Hacking the Hyperlinked Heart  - jseliger
http://online.wsj.com/article/SB10001424127887323374504578217973101313736.html?mod=ITP_review_0
======
lesterbuck
This is a great story, and suggests lots of terrific ideas for gaming the
dating field. Where is the service that has collected and modeled a lot of
profiles from a given service, and then rates your profile for success? Or
rewrites your profile for you? There are certainly machine learning models on
the dating service side working "against" you to tantalize you but keep you in
the service for a longer period.

I have a friend who likes Latin women, reasonably good looking, speaks
flawless Spanish, and lived in Mexico and Spain for years. He discovered
Colombia a while ago, joined the premier online dating site, and started
collecting "favorites" all over the country.
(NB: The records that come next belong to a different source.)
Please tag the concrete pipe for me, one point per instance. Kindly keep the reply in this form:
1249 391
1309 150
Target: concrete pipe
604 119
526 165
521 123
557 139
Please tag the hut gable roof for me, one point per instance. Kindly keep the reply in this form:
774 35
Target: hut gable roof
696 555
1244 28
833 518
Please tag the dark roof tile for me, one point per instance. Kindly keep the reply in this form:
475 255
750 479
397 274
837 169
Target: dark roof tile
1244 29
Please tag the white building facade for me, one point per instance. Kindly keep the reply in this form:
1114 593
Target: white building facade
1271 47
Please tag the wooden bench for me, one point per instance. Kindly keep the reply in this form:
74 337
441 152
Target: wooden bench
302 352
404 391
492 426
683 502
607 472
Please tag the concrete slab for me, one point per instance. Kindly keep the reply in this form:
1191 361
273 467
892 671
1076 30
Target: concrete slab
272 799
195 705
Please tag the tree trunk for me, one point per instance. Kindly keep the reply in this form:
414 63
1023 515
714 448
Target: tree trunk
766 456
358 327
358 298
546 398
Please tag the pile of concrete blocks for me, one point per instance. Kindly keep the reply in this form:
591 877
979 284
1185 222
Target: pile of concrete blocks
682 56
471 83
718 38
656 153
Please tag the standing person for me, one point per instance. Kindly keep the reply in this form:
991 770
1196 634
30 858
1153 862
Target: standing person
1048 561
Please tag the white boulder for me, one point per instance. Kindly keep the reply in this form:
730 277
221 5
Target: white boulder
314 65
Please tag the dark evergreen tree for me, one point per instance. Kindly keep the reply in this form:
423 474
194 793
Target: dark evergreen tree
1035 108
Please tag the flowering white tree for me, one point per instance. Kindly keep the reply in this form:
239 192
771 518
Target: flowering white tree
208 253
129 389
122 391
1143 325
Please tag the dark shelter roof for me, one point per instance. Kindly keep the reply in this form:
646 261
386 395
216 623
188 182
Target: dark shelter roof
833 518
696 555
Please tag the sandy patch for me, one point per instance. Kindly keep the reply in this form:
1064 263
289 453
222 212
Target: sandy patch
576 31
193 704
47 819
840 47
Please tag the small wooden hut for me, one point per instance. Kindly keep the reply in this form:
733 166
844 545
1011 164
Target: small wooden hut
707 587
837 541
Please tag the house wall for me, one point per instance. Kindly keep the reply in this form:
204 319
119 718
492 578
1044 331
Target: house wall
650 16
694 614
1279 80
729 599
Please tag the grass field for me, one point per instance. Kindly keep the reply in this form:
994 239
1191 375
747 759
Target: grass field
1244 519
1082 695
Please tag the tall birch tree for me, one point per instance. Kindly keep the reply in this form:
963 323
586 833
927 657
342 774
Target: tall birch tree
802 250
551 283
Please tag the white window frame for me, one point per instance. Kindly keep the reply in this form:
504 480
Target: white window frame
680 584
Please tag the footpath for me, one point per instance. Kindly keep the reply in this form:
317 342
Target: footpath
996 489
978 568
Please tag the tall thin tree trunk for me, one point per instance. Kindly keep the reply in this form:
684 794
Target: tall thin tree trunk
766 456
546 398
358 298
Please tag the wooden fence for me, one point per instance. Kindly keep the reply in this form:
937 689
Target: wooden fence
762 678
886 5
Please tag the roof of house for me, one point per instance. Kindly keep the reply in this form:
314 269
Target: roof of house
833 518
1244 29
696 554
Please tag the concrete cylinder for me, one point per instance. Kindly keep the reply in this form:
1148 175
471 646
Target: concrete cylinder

I wrote some scraping scripts to
capture all his favorites. He wrote a two line generic message "Coming to
Colombia <date>. Send me your cell and I'll call when I'm in town." I picked
out the Bogota women, for example, and did a "bulk IM" to his list. He
converted at about 20% from a cold IM into cell number in hand.

Another way to hack the system is run your own Adsense ads. A few years ago I
_accidentally_ got more than a thousand one cent clicks in Colombia from a
dating ad test. I was only testing how closely one can geo-target, and I
forgot to turn off my one cent bids and $1/day budget.